Tentative confirmation of the historic first encounter between a Pontiff and a Soviet Communist Party leader also came last Saturday from Soviet Ambassador to Rome, Nikolai Lunkov.
Vatican officials admit this week that any doubts about the unprecedented audience were "dispelled" three weeks ago when a personal letter, dated August 24, from Gorbachev was consigned to the Pope by the Soviet Foreign Minister's personal representative, Juni Karlov at a meeting at Castel Gandolfo, the papal summer residence.
The Vatican has not released details of the letter's contents but unofficial sources described it as "cordial and courteous". It is not thought to have contained an explicit suggestion for an encounter at the Holy See.
But the official Soviet news agency "Tess" has claimed the letter expressed "willingness to further develop Soviet-Vatican contacts" and to collaborate with the Pope in solving "humanity's gravest problems". Pravda, the Moscow daily, also published news of the letter to John Paul under a front page headline, "Message Consigned".
John Paul has repeatedly expressed his desire to meet Gorbachev and last reiterated it during his August visit to Spain.
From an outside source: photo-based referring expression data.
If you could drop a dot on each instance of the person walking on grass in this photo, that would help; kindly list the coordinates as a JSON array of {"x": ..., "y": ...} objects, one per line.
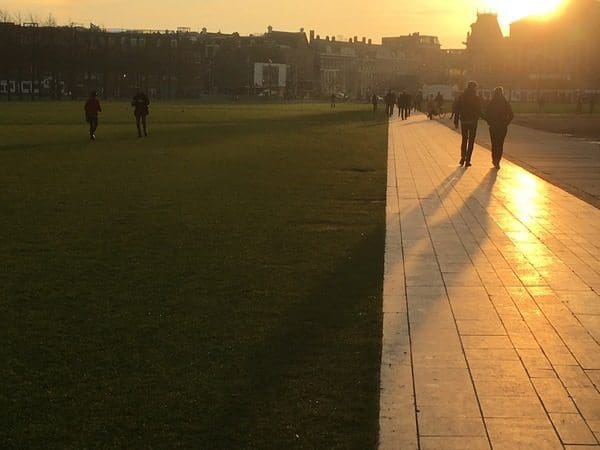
[
  {"x": 92, "y": 108},
  {"x": 374, "y": 101},
  {"x": 468, "y": 111},
  {"x": 141, "y": 103},
  {"x": 498, "y": 115}
]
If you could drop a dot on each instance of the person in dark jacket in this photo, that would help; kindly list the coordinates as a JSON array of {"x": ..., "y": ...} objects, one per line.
[
  {"x": 92, "y": 108},
  {"x": 140, "y": 103},
  {"x": 407, "y": 104},
  {"x": 498, "y": 115},
  {"x": 468, "y": 112},
  {"x": 374, "y": 101},
  {"x": 390, "y": 101}
]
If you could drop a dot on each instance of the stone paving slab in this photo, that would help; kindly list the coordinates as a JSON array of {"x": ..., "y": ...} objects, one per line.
[
  {"x": 569, "y": 162},
  {"x": 491, "y": 303}
]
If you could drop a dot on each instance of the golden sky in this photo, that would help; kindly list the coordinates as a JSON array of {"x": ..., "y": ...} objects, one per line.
[{"x": 448, "y": 19}]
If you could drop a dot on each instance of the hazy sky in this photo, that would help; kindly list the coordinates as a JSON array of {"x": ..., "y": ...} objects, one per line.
[{"x": 448, "y": 19}]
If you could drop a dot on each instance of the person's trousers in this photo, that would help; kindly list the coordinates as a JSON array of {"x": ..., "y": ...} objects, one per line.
[
  {"x": 497, "y": 136},
  {"x": 468, "y": 131},
  {"x": 140, "y": 119},
  {"x": 93, "y": 121}
]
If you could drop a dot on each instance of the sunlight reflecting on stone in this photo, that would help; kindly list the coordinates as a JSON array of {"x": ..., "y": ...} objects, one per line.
[{"x": 527, "y": 197}]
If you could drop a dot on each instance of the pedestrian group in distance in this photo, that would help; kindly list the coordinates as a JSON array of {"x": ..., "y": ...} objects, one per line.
[
  {"x": 141, "y": 108},
  {"x": 467, "y": 109}
]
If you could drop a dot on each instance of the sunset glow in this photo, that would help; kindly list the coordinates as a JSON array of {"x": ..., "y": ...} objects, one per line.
[{"x": 512, "y": 10}]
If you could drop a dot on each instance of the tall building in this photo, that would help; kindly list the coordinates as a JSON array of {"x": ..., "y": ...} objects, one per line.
[
  {"x": 423, "y": 55},
  {"x": 358, "y": 68},
  {"x": 486, "y": 51}
]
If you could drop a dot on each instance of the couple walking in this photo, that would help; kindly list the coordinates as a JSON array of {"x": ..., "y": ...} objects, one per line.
[
  {"x": 498, "y": 115},
  {"x": 140, "y": 103}
]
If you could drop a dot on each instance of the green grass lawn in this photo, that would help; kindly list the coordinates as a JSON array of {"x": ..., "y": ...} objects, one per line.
[{"x": 215, "y": 285}]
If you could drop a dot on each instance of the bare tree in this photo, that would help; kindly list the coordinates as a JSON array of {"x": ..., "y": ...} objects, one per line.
[
  {"x": 49, "y": 21},
  {"x": 32, "y": 18},
  {"x": 5, "y": 16}
]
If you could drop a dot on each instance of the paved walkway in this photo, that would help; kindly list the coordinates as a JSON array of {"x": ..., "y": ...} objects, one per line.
[
  {"x": 491, "y": 303},
  {"x": 568, "y": 162}
]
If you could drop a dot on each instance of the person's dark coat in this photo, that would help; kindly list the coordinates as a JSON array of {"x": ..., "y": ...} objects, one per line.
[
  {"x": 92, "y": 107},
  {"x": 140, "y": 103},
  {"x": 390, "y": 99},
  {"x": 499, "y": 113}
]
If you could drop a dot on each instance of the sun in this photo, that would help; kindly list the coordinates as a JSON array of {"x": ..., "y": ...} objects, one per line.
[{"x": 511, "y": 10}]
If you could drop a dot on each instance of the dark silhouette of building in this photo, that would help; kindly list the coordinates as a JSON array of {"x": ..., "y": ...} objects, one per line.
[
  {"x": 423, "y": 54},
  {"x": 356, "y": 67}
]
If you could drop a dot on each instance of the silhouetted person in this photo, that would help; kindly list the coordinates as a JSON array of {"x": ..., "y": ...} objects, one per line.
[
  {"x": 431, "y": 107},
  {"x": 140, "y": 103},
  {"x": 407, "y": 104},
  {"x": 468, "y": 111},
  {"x": 92, "y": 108},
  {"x": 404, "y": 103},
  {"x": 390, "y": 101},
  {"x": 541, "y": 103},
  {"x": 498, "y": 115},
  {"x": 454, "y": 106},
  {"x": 419, "y": 101},
  {"x": 374, "y": 101},
  {"x": 439, "y": 101}
]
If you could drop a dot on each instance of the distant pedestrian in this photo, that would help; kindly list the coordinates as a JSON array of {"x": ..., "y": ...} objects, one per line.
[
  {"x": 374, "y": 101},
  {"x": 468, "y": 111},
  {"x": 431, "y": 107},
  {"x": 404, "y": 103},
  {"x": 454, "y": 106},
  {"x": 579, "y": 107},
  {"x": 390, "y": 101},
  {"x": 92, "y": 108},
  {"x": 541, "y": 103},
  {"x": 439, "y": 101},
  {"x": 407, "y": 104},
  {"x": 419, "y": 101},
  {"x": 499, "y": 115},
  {"x": 141, "y": 103}
]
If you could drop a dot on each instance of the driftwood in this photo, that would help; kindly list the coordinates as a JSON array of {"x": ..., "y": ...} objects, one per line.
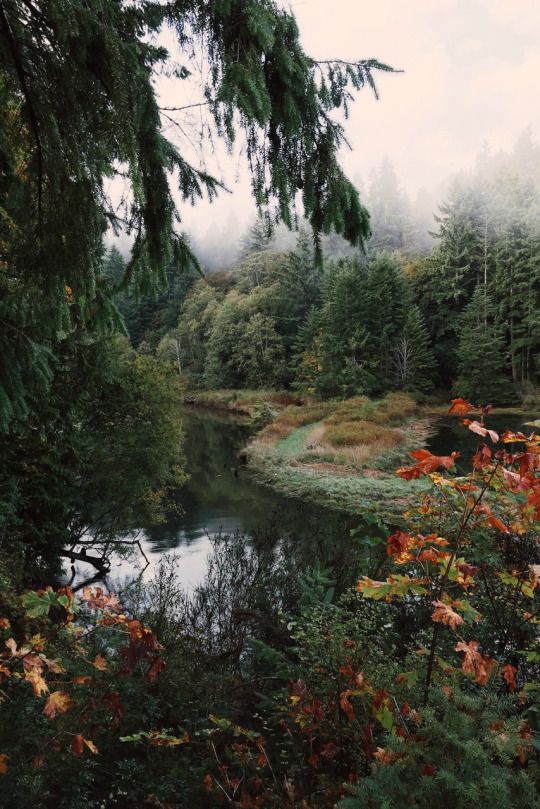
[{"x": 81, "y": 556}]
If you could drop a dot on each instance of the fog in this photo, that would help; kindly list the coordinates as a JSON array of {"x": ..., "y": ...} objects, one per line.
[{"x": 468, "y": 90}]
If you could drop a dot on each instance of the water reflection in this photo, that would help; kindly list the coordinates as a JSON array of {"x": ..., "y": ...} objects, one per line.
[{"x": 222, "y": 497}]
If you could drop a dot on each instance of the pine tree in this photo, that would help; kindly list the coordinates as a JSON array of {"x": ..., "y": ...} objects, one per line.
[
  {"x": 482, "y": 365},
  {"x": 79, "y": 107},
  {"x": 412, "y": 360}
]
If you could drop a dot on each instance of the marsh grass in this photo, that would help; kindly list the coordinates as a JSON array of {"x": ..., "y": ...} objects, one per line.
[
  {"x": 353, "y": 433},
  {"x": 342, "y": 454}
]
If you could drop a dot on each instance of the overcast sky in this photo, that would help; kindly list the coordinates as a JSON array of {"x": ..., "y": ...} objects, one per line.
[{"x": 471, "y": 74}]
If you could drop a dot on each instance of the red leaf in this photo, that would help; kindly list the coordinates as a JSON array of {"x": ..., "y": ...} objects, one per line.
[
  {"x": 509, "y": 674},
  {"x": 479, "y": 429},
  {"x": 77, "y": 745},
  {"x": 57, "y": 702},
  {"x": 474, "y": 663},
  {"x": 157, "y": 665},
  {"x": 444, "y": 614},
  {"x": 460, "y": 407},
  {"x": 345, "y": 705}
]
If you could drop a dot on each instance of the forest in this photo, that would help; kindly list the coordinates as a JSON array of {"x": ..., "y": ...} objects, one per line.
[{"x": 385, "y": 656}]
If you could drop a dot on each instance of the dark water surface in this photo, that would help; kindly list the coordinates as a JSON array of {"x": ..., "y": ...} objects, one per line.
[{"x": 222, "y": 496}]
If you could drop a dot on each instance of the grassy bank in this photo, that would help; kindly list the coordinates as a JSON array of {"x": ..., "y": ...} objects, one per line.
[
  {"x": 342, "y": 454},
  {"x": 252, "y": 404}
]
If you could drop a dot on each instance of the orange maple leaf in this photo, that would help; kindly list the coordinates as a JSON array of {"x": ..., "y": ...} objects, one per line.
[
  {"x": 57, "y": 702},
  {"x": 444, "y": 614},
  {"x": 509, "y": 674},
  {"x": 474, "y": 662},
  {"x": 100, "y": 663},
  {"x": 479, "y": 429},
  {"x": 37, "y": 682},
  {"x": 460, "y": 407}
]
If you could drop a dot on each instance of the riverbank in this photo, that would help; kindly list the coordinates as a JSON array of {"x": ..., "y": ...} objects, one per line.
[
  {"x": 343, "y": 455},
  {"x": 340, "y": 454},
  {"x": 250, "y": 404}
]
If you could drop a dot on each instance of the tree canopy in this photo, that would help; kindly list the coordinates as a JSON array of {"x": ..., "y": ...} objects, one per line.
[{"x": 79, "y": 107}]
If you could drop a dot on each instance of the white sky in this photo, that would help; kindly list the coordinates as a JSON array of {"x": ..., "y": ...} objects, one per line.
[{"x": 471, "y": 73}]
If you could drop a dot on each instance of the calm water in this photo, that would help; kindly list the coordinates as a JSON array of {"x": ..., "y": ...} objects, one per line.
[{"x": 223, "y": 497}]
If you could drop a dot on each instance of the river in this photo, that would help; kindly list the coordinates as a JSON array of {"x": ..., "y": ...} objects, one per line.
[{"x": 222, "y": 496}]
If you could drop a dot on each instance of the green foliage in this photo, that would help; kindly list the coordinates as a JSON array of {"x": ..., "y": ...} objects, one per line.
[
  {"x": 97, "y": 456},
  {"x": 481, "y": 361},
  {"x": 462, "y": 756},
  {"x": 79, "y": 107}
]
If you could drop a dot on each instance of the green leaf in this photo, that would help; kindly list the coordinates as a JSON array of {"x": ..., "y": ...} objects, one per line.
[{"x": 37, "y": 605}]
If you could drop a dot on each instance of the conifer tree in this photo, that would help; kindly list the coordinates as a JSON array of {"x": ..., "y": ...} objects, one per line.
[
  {"x": 412, "y": 360},
  {"x": 482, "y": 364},
  {"x": 79, "y": 106}
]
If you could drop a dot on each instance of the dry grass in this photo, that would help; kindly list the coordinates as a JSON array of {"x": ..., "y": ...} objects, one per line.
[
  {"x": 354, "y": 433},
  {"x": 395, "y": 408},
  {"x": 291, "y": 419}
]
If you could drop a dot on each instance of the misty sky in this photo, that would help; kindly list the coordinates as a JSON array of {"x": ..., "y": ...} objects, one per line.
[{"x": 471, "y": 71}]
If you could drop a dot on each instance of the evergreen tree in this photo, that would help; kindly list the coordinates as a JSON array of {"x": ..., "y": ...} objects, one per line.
[
  {"x": 79, "y": 106},
  {"x": 412, "y": 361},
  {"x": 389, "y": 211},
  {"x": 482, "y": 365}
]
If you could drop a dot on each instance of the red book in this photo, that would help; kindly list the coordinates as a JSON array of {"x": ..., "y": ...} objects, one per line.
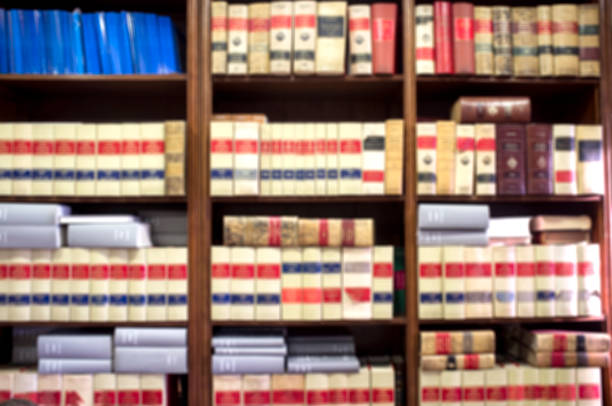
[
  {"x": 384, "y": 23},
  {"x": 463, "y": 35},
  {"x": 442, "y": 32}
]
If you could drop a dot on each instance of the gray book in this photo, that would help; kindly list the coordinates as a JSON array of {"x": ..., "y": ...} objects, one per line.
[
  {"x": 322, "y": 364},
  {"x": 452, "y": 237},
  {"x": 44, "y": 237},
  {"x": 74, "y": 366},
  {"x": 151, "y": 360},
  {"x": 150, "y": 337},
  {"x": 453, "y": 216},
  {"x": 32, "y": 214},
  {"x": 75, "y": 346},
  {"x": 247, "y": 364},
  {"x": 134, "y": 235}
]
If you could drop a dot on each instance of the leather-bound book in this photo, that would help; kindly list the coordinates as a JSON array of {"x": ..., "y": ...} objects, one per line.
[
  {"x": 539, "y": 159},
  {"x": 463, "y": 37},
  {"x": 510, "y": 159},
  {"x": 492, "y": 110}
]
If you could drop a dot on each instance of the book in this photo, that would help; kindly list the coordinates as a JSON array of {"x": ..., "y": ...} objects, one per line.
[
  {"x": 331, "y": 37},
  {"x": 424, "y": 38},
  {"x": 360, "y": 37}
]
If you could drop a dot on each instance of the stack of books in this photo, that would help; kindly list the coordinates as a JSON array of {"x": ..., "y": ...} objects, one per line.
[
  {"x": 64, "y": 42},
  {"x": 458, "y": 38},
  {"x": 252, "y": 157},
  {"x": 304, "y": 38}
]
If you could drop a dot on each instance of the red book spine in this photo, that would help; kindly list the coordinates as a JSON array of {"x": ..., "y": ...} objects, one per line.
[
  {"x": 463, "y": 35},
  {"x": 384, "y": 32},
  {"x": 443, "y": 29}
]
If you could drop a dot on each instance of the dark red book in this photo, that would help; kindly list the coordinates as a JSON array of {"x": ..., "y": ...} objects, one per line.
[
  {"x": 539, "y": 159},
  {"x": 463, "y": 38},
  {"x": 384, "y": 32},
  {"x": 510, "y": 139},
  {"x": 443, "y": 27}
]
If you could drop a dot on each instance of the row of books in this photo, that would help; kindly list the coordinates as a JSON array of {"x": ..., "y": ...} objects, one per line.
[
  {"x": 458, "y": 282},
  {"x": 303, "y": 37},
  {"x": 86, "y": 159},
  {"x": 301, "y": 283},
  {"x": 547, "y": 40},
  {"x": 75, "y": 284},
  {"x": 509, "y": 159},
  {"x": 64, "y": 42},
  {"x": 83, "y": 389},
  {"x": 248, "y": 158}
]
The letter is considered an official reply to the Pope's 1988 message to Gorbachev, which was delivered by Vatican Secretary of State Cardinal Agostino Casaroli on the occasion of Russian Christianity's millennium celebrations.
In that message, the Pope requested the forging of direct contacts with the Soviet Union.
Results of the Vatican's socalled "Ostpolitik" can already be seen. The Lithuanian Archbishop Julijonas Steponavicius has been freed from compulsory residence, imposed in 1961, and all six Lithuanian dioceses now have bishops. The Holy See has also been able to nominate a bishop to Minsk, a vacant see since the 1980s.
In political terms, no papal audience with Soviet exponents in the past would surpass a Vatican visit by Gorbachev. In 1967, Paul VI received then President Nikolai Podgorny, a virtually titular head of state when Leonid Brezhnev was Party Secretary. In 1985, John Paul II met privately at the Vatican with then Foreign Minister Andrei Gromyko, an encounter described at the time as "quite cordial but not warm.